Palliative measures may provide better end-of-life care than life-prolonging treatment. Overtreatment may reduce the quality of life.
In our part of the world, significant resources are spent on the critically ill, enabling many people to survive serious illnesses and injuries. However, there is a great deal of overtreatment, whereby very elderly or extremely ill patients receive full intensive medical treatment despite a poor prognosis. This results in many of these persons undergoing a long period in intensive care, associated with significant discomfort, suffering and grief before they die.
As an anaesthetist I spend a large part of my working life in the intensive care unit, where it is a privilege to help save lives. Yet I often witness the unnecessary prolonging of the dying process, when seriously ill patients who have reached the final stage of life are transferred to the intensive care unit to be given demanding mechanical ventilation before they die. For these patients, palliative treatment would be preferable. Nor is it unusual for us to have elderly, demented patients admitted who have suffered cardiac arrest in the nursing home and been resuscitated. Because the heart has recommenced beating, they are admitted to the intensive care unit, where they usually die shortly after – in a bed full of tubes, leads and technical equipment. There is reason to ask whether these patients should not have been spared resuscitation in view of their extremely poor prognosis (1).

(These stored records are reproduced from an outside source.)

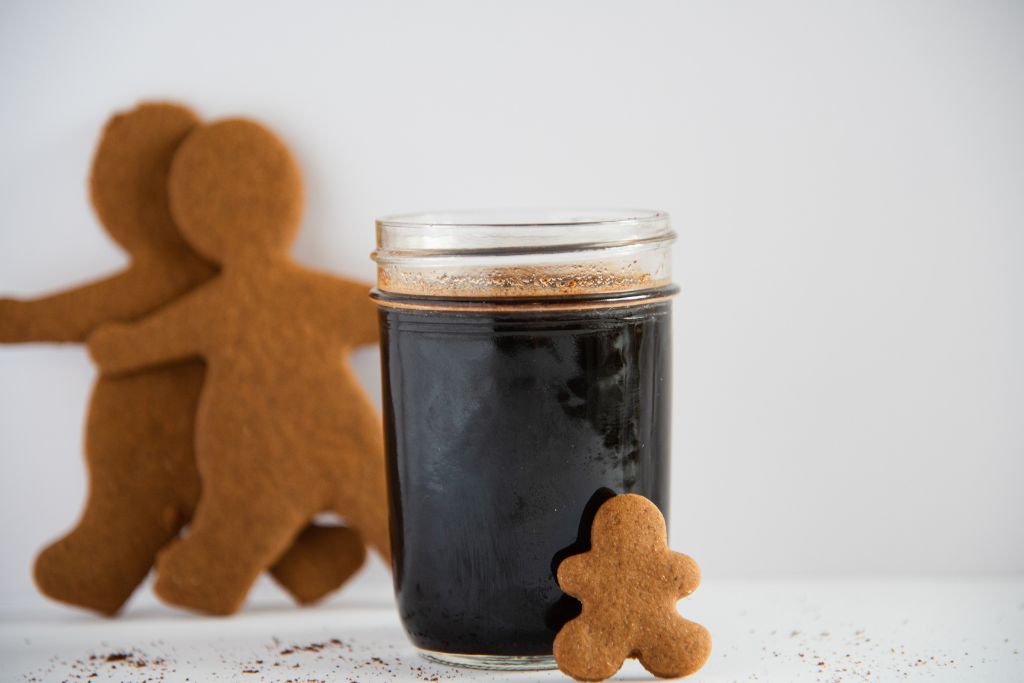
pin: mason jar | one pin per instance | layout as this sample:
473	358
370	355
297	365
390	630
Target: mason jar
526	360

It appears that we – both doctors and the general public – have developed a fear of allowing people to die naturally. Higher expectations of what doctors can and should assist with may result in demands for actions that are not always advisable (2). In a questionnaire survey among Norwegian doctors, approximately half responded that they perform unnecessary medical interventions in order to cover themselves, and almost three-fourths responded that they feel the risk of making mistakes to be a mental strain. Doctors allow themselves to be influenced by pressure from patients and their next of kin (3). Is much of the overtreatment a result of unrealistic expectations on the part of next of kin, and of doctors’ fear of criticism by next of kin and colleagues? Is it in fact this fear that we are treating? I know colleagues who have been threatened by patients’ relatives if full intensive medical efforts are not undertaken, despite the fact that the doctor considers them to be futile.
It cannot be expected of persons with no medical experience to understand the burden that life-prolonging treatment may represent; nor do they have any basis for assessing a patient’s prognosis. As doctors we must communicate this to the patient and next of kin in an empathic manner that builds trust. There is reason to believe that much overtreatment could be avoided if doctors in hospitals and nursing homes took the time at an early stage to talk to the patient about future treatment, and whether a limit should be set, for example with regard to resuscitation or ventilation therapy. Geriatric patients are overwhelmingly positive towards such advance care planning discussions and their views on end-of-life treatment are important – quality of life means more than length of life (4).
Doctors know better than others that modern medicine has its limitations. So how do they themselves wish to die? There are several studies available, including from the USA, which show a clear difference between how doctors themselves would like their final stage of life to be, and how their patients die (5). Doctors suffering from incurable cancer often choose less treatment than non-doctors. They more often choose to spend the remainder of their lives with their families and to engage in pleasurable activities before dying at home – rather than undergoing demanding treatment that might perhaps prolong their lives by a few weeks or months, but would give them a poorer quality of life (6).
In an American study, two-thirds of the doctors who were asked had made plans for the end-of-life treatment they wished to receive. Almost all of them declined to be resuscitated. Most wanted pain management, but not life-prolonging treatment (7). Other studies support these results (8). As doctors we have seen so many tragic outcomes that we understand that death is not always the worst of these. It is possible to be «saved» for a life that no one would wish for – for instance with severe brain injury after cardiac arrest.
Death comes to us all. Avoiding thoughts of how we wish to die – or rather, how we do not wish to die – may result in an unnecessarily long and painful death. It may be too late to address this question once we are critically ill and incapable of communicating our wishes. We all wish to receive the best possible treatment if we become seriously ill, but the «optimal» treatment is not always that which prolongs life. Frequently the best treatment consists of palliative measures which can make the final days of life worth living.